In his poem “The Otter,” Seamus Heaney uses the otter as a conceit, which is an extended metaphor that compares two quite dissimilar things in creative and sometimes shocking ways. In this poem, Heaney compares an otter and a woman. The speaker watches as the woman plunges into the pool, noting how “the light of Tuscany wavered” from her dive. This woman swims like an otter as he watches, appreciating the lines of her shoulders and back as she moves through the water. As he follows her swim, the speaker thinks about how when he holds her, the two are as close as the water and the atmosphere.
In the fourth stanza, the otter image varies. He now envisions the woman as an otter swimming through his memory. The memory of her is lithe, graceful and supple, and palpable, almost able to be touched and grasped. Yet it is swimming in the “pool of the moment,” and it is soon gone.
The speaker's attention returns to the woman swimming before him, and he watches her as she turns onto her back, otter-like, and swims silently as the light shifts around her. Then, fast as an otter, she is out of the water and beside him, her intensity stunning him. She is, he remarks, “Heavy and frisky” in her “freshened pelt.” She is dripping with water, her hair and skin shiny with moisture that drops onto the stones.

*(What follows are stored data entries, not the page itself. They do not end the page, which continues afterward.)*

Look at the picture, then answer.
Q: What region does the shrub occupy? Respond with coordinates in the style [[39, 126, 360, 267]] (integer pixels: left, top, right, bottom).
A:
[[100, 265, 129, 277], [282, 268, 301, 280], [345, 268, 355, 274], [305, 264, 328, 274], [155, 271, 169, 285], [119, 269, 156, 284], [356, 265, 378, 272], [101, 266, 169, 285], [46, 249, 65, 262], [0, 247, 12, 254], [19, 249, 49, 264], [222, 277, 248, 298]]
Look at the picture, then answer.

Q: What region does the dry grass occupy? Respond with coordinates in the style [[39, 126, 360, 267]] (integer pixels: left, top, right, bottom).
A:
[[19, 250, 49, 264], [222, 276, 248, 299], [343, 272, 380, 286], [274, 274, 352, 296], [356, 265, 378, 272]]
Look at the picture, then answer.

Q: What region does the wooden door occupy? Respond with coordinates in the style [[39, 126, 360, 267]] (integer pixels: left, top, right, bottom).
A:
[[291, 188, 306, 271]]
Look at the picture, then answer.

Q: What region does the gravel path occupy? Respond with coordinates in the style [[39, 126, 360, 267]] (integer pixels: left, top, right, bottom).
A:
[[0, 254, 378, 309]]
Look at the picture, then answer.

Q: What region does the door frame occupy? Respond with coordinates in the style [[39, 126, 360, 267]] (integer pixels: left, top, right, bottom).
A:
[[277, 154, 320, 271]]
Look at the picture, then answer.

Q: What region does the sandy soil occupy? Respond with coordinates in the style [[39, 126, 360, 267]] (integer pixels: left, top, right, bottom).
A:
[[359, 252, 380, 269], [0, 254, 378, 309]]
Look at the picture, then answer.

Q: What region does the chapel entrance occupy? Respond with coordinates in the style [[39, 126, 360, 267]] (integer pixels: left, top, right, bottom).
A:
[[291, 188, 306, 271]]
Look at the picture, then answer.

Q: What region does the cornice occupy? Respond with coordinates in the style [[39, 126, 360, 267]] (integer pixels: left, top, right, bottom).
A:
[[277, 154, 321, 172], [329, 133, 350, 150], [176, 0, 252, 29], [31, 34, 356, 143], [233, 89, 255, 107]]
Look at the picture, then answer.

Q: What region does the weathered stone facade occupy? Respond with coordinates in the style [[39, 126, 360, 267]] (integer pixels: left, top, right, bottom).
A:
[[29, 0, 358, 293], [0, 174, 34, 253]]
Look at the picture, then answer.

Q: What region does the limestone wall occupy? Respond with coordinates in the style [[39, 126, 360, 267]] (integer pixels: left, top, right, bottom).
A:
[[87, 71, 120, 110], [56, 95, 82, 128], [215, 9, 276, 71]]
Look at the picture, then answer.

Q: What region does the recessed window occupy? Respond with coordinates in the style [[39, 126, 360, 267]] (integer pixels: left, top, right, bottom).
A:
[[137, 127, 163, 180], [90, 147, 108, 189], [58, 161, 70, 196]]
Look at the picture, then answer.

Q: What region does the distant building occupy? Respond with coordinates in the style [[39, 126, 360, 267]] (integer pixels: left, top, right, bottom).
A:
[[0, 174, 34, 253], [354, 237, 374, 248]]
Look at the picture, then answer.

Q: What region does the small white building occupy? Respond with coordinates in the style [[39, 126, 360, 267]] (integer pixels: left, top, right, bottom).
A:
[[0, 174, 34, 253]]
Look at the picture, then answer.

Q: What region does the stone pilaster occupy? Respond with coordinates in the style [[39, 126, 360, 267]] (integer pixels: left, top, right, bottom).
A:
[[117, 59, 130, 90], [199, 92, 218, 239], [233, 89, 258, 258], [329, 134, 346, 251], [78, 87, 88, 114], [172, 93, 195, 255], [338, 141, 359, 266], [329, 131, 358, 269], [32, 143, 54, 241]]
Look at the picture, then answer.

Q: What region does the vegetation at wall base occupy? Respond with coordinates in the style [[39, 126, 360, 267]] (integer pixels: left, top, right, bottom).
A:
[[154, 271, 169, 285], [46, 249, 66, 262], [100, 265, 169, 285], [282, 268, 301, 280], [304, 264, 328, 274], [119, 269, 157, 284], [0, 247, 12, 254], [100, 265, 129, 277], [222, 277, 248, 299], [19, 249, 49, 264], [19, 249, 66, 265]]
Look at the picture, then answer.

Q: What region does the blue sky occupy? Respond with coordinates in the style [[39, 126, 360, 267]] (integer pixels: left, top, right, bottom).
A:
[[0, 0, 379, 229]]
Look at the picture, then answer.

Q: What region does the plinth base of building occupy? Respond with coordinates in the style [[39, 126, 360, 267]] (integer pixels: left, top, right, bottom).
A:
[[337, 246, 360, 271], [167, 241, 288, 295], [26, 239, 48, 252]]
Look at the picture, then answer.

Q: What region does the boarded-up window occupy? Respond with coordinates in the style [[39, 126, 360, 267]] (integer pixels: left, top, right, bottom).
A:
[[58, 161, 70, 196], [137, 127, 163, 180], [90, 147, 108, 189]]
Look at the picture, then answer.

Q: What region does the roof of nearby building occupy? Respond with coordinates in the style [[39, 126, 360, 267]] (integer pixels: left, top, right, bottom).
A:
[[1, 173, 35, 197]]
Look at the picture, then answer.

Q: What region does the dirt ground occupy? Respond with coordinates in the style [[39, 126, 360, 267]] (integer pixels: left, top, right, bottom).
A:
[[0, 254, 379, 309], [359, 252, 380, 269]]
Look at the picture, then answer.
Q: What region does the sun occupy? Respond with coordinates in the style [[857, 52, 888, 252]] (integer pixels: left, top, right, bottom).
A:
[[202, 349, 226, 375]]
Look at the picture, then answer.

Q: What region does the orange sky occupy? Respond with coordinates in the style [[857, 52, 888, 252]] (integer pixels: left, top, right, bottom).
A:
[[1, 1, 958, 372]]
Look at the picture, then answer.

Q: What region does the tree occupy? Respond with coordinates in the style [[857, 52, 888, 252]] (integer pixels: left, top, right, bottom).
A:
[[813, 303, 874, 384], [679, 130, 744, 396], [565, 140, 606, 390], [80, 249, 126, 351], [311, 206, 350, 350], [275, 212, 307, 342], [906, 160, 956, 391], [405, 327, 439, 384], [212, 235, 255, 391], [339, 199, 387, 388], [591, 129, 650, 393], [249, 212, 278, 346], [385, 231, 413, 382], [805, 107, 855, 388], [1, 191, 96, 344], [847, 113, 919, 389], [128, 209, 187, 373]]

Heaney uses the image of the otter here likely for the purpose of sensuality. Otters are beautiful creatures with fine lines and a great deal of grace. They are also playful, intriguing, and quite adorable—all characteristics that the poet uses to describe in the woman, who is the object of his poem. The shift to the image of “otter of memory” suggests a slipperiness, a memory that glides by and away almost before the speaker is aware of it. Indeed, the conceit of the otter proves to be both interesting and apt, and it holds readers' attention as they plunge into the poem and try to capture this graceful image.